Processes and Paralysis

Part 3 – contd from part 2:

The Defence sector is considered the ultimate in robustness of processes followed in day-to-day operations. Rigid enforcement of discipline, turnout, maintenance and operations ensures that every part of the organisation including men and machines are fighting fit at any time of day or night. But, if every one of these actions are questioned for authority and expense by bureaucrats who have no knowledge of the operational needs of the defense forces, then there is little doubt that the Armed Force would be a demotivated and ineffective force. On the other hand, if the Armed Forces are given discretionary powers that are misused or abused, this would also be unacceptable from a bureaucratic angle. This is where a good mix of trust and powers of discretion are required in a robust system that does not leave the swords of the CVC, CAG and CBI hanging above the heads of the officers of the Forces. This appears to be the actual situation at present with no one really wanting to take any decision however small they may be at any level of authority.

Other issues that aggravate the situation are the following:

Shortages at the maintenance workshop of the Armed Forces catches somebody’s attention only when the foreign OEM stops either supply of spares or repair services due to complete obsolescence. This causes an immediate need that cannot be met by indigenisation which is a very time consuming long term solution which can take as long as 5 to 8 years in some cases. By the time the long term solution is implemented, the need itself disappears since the ageing platform (aircraft) itself is either discarded or goes through an upgrade by the foreign OEM, thus turning the indigenized item redundant.

Why does indigenisation have to take such a long time? A wide range of issues determine whether indigenisation of a durable item such as an LRU is economically viable or not. To begin with, a majority of the aircraft of the IAF are at least 30 years old in terms of design and technology. Many are as old as 50 years. Very few countries operate such obsolete aircraft not only due to lack of maintenance and spares support, but also due to their poorer performance compared to recent versions. In such a scenario, the IAF would certainly like to phase out such aircraft if only new ones were made available. But, have our Governments ever been bold enough to take these major decisions in time? In the absence of clear and timely decision making, the Armed Services can never take long term decisions on indigenisation of LRUs or sub-systems.
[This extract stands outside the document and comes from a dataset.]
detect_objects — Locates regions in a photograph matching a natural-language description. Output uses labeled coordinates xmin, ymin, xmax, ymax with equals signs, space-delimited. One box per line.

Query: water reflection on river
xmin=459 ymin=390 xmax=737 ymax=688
Within the Armed Services, indigenisation is a maze. No one knows for sure whether an LRU is to be indigenised by a DPSU or DRDO or a private sector industry. A year or more is lost in figuring this out. Then follows the issue of an informal RFI (Request for Information) or a feasibility study to be performed by prospective ‘Vendors’ registered with each Depot. A vendor cannot just assess feasibility since he has neither complete technical information nor even seen the item. He has to spend his own money to travel to the bases, dig out whatever info is made available to him (in most cases nothing), guesstimate the technology involved, time, effort and his own confidence level and then send a feasibility report with budgetary cost. This itself can take anywhere from 3 to 6 months. The Base would then study it and request the ‘Vendor’ to provide a detailed break-up of the budgetary cost estimate. Making a budgetary cost estimate for an item about which very little or nothing is known is bad enough. But, to be asked to provide a break-up is asking for the impossible. For the sake of moving the process forward, some figures are worked out in 2 or 3 months time. It is then time to release an RFQ, which is a very crucial document that has to include unambiguous technical specifications, quantities required over the next few years, method of evaluation of the lowest bidder, timelines for development of prototypes as well as production batches, etc. Since many of these details are not clearly known even to the purchasing authorities, preparation and release of RFQs themselves take 12 to 18 months, sometimes even as long as 3 years! It can be seen that it would have already taken 2 to 3 years to reach this stage from the time the need was identified.

angif-red-tape-defThe RFQ states that bids should be valid for a minimum of 180 days. During this time, a technical evaluation of the bid followed by commercial evaluation of those who qualified the former, is carried out. Then follows a price negotiation with the lowest bidder to beat him down further even if it was already unrealistically low. Finally a purchase order is released just a few days before the lapse of the validity of 180 days.

Now, if the RFQ was based on assessment of need for the item for the next 5 or 6 years, it can be seen that more than half that time is already consumed upto the release of the RFQ. Allowing for another 3 to 4 years for the development and certification of the item, it is little wonder that the need for the item no longer exists! So, what does the vendor get out of his efforts over 6 years? Literally nothing that can be called business gains either in the short or long term.